SLUS161F April 1999 – May 2020 UCC2813-0 , UCC2813-1 , UCC2813-2 , UCC2813-3 , UCC2813-4 , UCC2813-5 , UCC3813-0 , UCC3813-1 , UCC3813-2 , UCC3813-3 , UCC3813-4 , UCC3813-5
PRODUCTION DATA.
A separate overcurrent comparator within the UCCx813-x devices handles operation into a short-circuited or severely overloaded power supply output. This overcurrent comparator has a 1.5-V threshold and is also gated by the leading edge blanking signal to prevent false triggering. Once triggered, the overcurrent comparator uses the internal soft-start capacitor to generate a delay before retry is attempted. Often referred to as hiccup, this delay time is used to significantly reduce the input and dissipated power of the main converter and switching components. Full-cycle soft start ensures that there is a predictable delay of greater than 3 ms between successive attempts to operate during fault conditions. The circuit shown in Figure 28 and the timing diagram in Figure 29 show how the IC responds to a severe fault, such as a saturated inductor. When the peak current fault is first detected, the internal soft-start capacitor instantly discharges and stays discharged until the fault clears. At the same time, the PWM output is turned off and held off. When the fault clears, the capacitor slowly charges and allows the error amp output (COMP) to rise.

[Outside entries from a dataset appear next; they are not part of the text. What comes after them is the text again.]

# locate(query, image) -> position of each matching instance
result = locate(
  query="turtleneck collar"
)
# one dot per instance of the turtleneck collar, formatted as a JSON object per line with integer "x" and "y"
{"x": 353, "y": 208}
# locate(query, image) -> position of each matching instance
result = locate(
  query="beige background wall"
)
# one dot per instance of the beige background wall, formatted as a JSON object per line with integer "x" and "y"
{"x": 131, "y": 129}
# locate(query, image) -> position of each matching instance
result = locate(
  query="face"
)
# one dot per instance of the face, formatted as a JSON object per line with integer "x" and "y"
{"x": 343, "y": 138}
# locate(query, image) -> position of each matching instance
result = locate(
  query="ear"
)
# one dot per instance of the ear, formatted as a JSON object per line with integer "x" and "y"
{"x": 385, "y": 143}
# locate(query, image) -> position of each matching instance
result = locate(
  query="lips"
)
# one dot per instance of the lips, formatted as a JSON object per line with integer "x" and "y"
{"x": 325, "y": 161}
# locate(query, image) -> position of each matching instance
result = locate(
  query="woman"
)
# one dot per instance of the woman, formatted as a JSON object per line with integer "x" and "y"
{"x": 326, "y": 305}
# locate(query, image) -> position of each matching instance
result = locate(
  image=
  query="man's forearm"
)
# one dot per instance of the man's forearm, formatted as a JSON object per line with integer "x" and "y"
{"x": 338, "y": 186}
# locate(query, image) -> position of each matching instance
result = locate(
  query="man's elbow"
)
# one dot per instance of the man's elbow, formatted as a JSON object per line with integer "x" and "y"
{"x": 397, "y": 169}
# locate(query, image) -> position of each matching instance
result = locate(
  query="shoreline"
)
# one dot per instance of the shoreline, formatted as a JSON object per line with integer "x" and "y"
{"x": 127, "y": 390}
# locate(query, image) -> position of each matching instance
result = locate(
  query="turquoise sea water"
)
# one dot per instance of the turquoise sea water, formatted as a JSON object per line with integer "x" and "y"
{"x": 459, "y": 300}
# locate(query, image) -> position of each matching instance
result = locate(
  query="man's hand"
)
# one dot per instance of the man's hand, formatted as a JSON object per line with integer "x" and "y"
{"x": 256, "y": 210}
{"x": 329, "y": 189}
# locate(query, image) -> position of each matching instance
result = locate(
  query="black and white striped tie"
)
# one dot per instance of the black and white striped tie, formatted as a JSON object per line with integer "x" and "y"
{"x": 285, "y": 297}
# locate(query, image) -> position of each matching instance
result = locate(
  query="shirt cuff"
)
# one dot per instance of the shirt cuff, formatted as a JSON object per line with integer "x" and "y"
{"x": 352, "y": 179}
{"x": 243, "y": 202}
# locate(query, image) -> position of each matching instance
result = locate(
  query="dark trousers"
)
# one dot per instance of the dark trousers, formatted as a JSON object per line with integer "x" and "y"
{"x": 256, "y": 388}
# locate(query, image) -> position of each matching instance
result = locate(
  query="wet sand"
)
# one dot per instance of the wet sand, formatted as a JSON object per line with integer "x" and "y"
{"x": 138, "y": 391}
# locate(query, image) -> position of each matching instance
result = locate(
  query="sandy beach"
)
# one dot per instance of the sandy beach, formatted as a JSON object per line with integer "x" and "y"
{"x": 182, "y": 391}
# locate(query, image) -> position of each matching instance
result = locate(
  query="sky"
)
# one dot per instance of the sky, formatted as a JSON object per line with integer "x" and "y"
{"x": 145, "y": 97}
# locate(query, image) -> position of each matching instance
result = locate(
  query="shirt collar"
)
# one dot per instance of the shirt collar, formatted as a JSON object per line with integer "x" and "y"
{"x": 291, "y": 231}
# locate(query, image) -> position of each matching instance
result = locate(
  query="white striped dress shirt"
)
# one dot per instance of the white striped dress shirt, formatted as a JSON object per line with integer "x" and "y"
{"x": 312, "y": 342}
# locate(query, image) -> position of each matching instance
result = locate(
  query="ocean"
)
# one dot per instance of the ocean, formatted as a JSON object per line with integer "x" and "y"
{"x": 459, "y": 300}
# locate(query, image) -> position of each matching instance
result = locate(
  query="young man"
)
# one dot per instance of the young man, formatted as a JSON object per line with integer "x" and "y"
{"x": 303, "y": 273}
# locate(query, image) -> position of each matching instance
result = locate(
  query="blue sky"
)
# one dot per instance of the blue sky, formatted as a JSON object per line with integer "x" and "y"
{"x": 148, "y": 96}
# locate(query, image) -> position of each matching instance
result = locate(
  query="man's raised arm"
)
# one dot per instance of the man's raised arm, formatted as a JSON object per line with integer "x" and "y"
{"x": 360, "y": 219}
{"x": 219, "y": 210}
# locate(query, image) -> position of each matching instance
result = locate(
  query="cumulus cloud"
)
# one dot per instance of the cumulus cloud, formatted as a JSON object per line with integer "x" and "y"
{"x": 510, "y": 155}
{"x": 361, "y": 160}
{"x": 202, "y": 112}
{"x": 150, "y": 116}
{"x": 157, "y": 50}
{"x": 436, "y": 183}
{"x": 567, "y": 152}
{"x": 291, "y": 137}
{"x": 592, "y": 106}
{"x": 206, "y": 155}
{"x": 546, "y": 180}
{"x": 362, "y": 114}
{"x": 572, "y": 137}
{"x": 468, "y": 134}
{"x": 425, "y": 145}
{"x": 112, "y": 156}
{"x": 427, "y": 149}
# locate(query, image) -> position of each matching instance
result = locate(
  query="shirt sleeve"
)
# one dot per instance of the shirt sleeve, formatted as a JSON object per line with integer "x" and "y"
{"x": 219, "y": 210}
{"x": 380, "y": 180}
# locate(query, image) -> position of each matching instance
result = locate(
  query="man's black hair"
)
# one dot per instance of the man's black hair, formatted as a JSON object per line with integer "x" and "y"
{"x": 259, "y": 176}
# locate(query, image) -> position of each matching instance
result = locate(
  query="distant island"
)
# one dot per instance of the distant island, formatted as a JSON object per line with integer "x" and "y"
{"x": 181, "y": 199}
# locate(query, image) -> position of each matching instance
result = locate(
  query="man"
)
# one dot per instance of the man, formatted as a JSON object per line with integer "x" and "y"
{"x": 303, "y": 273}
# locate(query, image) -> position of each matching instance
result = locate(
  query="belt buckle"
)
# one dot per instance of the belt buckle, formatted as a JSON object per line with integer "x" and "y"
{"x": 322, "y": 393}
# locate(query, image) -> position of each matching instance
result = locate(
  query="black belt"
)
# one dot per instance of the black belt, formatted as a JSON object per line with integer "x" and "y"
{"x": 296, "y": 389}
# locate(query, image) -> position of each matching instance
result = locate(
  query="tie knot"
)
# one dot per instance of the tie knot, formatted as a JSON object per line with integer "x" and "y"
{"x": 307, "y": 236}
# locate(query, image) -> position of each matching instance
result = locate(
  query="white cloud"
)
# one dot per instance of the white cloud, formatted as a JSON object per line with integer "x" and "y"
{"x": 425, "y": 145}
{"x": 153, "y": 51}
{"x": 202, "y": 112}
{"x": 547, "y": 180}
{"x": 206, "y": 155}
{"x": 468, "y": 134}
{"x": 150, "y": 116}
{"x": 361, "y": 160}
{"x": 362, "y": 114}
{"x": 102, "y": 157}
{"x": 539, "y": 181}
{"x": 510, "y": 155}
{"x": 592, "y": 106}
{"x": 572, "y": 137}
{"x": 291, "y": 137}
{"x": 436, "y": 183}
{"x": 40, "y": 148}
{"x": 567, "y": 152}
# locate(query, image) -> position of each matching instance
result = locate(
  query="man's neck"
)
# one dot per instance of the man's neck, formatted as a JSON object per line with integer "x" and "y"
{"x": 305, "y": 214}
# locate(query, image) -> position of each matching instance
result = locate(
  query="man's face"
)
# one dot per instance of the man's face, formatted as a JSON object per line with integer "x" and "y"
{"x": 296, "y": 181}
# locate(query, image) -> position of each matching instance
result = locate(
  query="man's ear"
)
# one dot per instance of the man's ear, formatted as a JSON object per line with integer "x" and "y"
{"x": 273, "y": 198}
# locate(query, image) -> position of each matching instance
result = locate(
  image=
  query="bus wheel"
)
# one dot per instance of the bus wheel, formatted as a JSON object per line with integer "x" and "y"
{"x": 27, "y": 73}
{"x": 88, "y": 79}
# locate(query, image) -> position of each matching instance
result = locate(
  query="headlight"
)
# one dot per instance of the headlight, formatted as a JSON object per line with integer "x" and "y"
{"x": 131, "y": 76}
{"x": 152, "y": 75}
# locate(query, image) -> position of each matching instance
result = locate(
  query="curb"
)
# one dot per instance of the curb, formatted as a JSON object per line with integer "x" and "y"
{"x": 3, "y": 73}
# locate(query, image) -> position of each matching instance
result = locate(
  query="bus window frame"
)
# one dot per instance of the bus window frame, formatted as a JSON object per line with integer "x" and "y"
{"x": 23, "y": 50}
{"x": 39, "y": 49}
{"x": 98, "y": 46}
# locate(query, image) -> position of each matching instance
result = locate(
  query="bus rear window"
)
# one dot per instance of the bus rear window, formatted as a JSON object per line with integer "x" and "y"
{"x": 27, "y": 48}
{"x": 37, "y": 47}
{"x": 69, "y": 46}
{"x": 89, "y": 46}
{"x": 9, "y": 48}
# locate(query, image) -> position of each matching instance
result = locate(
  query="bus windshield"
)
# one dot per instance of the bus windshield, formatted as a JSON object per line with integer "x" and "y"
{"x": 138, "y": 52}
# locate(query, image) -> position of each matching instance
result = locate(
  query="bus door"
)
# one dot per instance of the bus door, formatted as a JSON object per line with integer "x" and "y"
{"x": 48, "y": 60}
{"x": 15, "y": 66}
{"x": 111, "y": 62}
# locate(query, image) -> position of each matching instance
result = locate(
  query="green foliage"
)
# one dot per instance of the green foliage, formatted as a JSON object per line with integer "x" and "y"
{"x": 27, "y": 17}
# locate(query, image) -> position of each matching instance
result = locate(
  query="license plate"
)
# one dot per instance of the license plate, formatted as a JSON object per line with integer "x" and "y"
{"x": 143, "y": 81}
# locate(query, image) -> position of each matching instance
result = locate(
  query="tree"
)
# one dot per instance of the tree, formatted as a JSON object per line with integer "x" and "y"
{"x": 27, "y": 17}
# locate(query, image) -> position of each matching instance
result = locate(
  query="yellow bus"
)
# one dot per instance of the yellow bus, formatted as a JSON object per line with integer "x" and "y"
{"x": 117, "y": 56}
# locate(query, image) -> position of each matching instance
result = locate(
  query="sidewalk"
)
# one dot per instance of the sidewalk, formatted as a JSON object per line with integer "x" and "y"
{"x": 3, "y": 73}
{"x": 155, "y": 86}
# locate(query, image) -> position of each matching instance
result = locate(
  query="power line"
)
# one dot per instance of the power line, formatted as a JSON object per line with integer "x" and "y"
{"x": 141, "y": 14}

When COMP gets high enough to enable the output, another fault occurs, latching off the PWM output, but the soft-start capacitor still continues to rise to 4 V before being discharged and permitting start of a new cycle. This means that for a severe fault, successive retries is spaced by the time required to fully charge the soft-start capacitor. TI recommends low leakage transformer designs in high-frequency applications to activate the overcurrent protection feature. Otherwise, the switch current may not ramp up sufficiently to trigger the overcurrent comparator within the leading edge blanking duration. This condition would cause continual cyclical triggering of the cycle-by-cycle current limit comparator but not the overcurrent comparator. This would result in brief high power dissipation durations in the main converter at the switching frequency. The intent of the overcurrent comparator is to reduce the effective retry rate under these conditions to a few milliseconds, thus significantly lowering the short-circuit power dissipation of the converter.